The Amber Chronicles is one of my favorite series. Series’. Serieses. Bunch of books about the same people. I’m delighted and excited and, as Terry Pratchett would say, other things ending in “ited”, to have F. A. Hyatt weigh in on the subject.
Take it away, Mr. Hyatt!
The Amber Chronicles
review by F. A. Hyatt
The series follows the The lead character, Corwin of Amber in his quest to first, discover his own identity as a Prince of one of two empires that form the basis of the cosmic all. His alignment is with the ultimate, dimension spanning Empire of Amber, representing the principle of order, of which our work-a-day universe is just a small, and neglected shadow, a imperfect platonic replica. One of many. The opposing empire is Chaos, the seat of inverse principle. Both are real places, philosophies, avatars, and concepts all at once. The story follows Corwin’s attempt to claim the apparently vacated throne of Amber. In this quest, which spans the first six books of the set, we are introduced , slowly, to the politically active family of nine siblings whose juggling for position and political power plays out on a vast, multiple shadow (dimension/world) spanning stage, and his dealings with his rival siblings. The last four editions follow the life of Corwin’s son, who is left to deal with the debris of the titanic struggle, and find his own balance and place in the opposed empire of Chaos. Raised in Chaos, Corwin’s son shows us the other side of the duality, or empire pair, as he is manipulated, chased, and hounded to take the throne of the Empire of Chaos, a unwitting pawn in a political power play of great families.
This epic set, written in First person, constitutes one cohesive tale in the first six, and needs to be read in order. The last four, amount to a satellite story, that can be read independently, although they do tie back into the main set of six, extending the original story. Reading one set WILL send you to read the other, however.
Certainly one of the best First person epics, written by a well practiced master of the style, the story is engaging from the first page of the first book to the last sentence in the final volume. There are no weak volumes, no repetitive prose, and strong, engaging characterizations with very few exceptions.
Surprisingly for such a long work, the reader is carried forward through the story at a dead run. You develop a sense of the scope of the story right along with, and at the same pace as, the main character, which invites a deep involvement with the lead persona, that leads through the course of the first book, to a solid feel for the world Zelazny has built. The gradual introduction of the main characters keeps the interactions fresh and the action varied. The inventiveness of the devices used, and the colorful worlds developed, are well used to carry forward the plot and action presented. An almost perfect meld of adventure, action, political drama, sibling rivalry, growth, and magic, it is hard to fault this series on any front. To read this series is to dream of Amber….

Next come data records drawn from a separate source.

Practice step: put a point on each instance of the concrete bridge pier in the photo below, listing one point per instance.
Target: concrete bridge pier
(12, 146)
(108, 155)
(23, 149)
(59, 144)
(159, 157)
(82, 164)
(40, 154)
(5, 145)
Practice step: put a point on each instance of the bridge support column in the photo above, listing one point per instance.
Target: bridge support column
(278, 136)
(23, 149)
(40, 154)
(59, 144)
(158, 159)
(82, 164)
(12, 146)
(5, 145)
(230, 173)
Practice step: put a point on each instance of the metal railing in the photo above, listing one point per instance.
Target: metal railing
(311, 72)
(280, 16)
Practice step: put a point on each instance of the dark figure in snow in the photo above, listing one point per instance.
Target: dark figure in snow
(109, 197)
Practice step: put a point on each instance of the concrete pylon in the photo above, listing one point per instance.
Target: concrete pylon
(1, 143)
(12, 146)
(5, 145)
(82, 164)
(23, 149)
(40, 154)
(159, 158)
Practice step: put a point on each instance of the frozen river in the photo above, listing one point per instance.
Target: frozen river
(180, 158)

The final four book set carries forward the first person prose style of R.Z, but applies it to his son, Merlin. One of the wonderful things about the whole set is that it assiduously avoids placing its lead characters in the position of hero of good or evil, rather, they struggle within the framework, a polarized environment which tries to reach out and control these independent lives. The interplay of human foibles in control of vast power and conflicting values form the driving core of this adventure.
The last four books bring this home very strongly, introduce a second set of equally powerful characterizations and show us the political and personal struggle from the opposite side of things. The lead characters Corwin and, later, Merle, or Merlin, are very similar, but as father and son somewhat forgivable, and the human and engaging personalities they are given is irresistible and believable. Recommended.
Much as it pains me to contradict Mr. Hyatt, I have to disagree with that last sentence. It should be: WAY recommended. Well, okay, the Merle books do bring negative numbers to the equation, so maybe a simple Recommended is appropriate, if you factor those in. “To read this series is to dream of Amber….” Well said, Mr. Hyatt, well said.
If you want to know more about the world of Amber, here is the Wiki on it.
WRITING PROMPT: Write a character who is fascinating, charming, and compelling, who has a child who looks and acts the same way but is boring and irritating.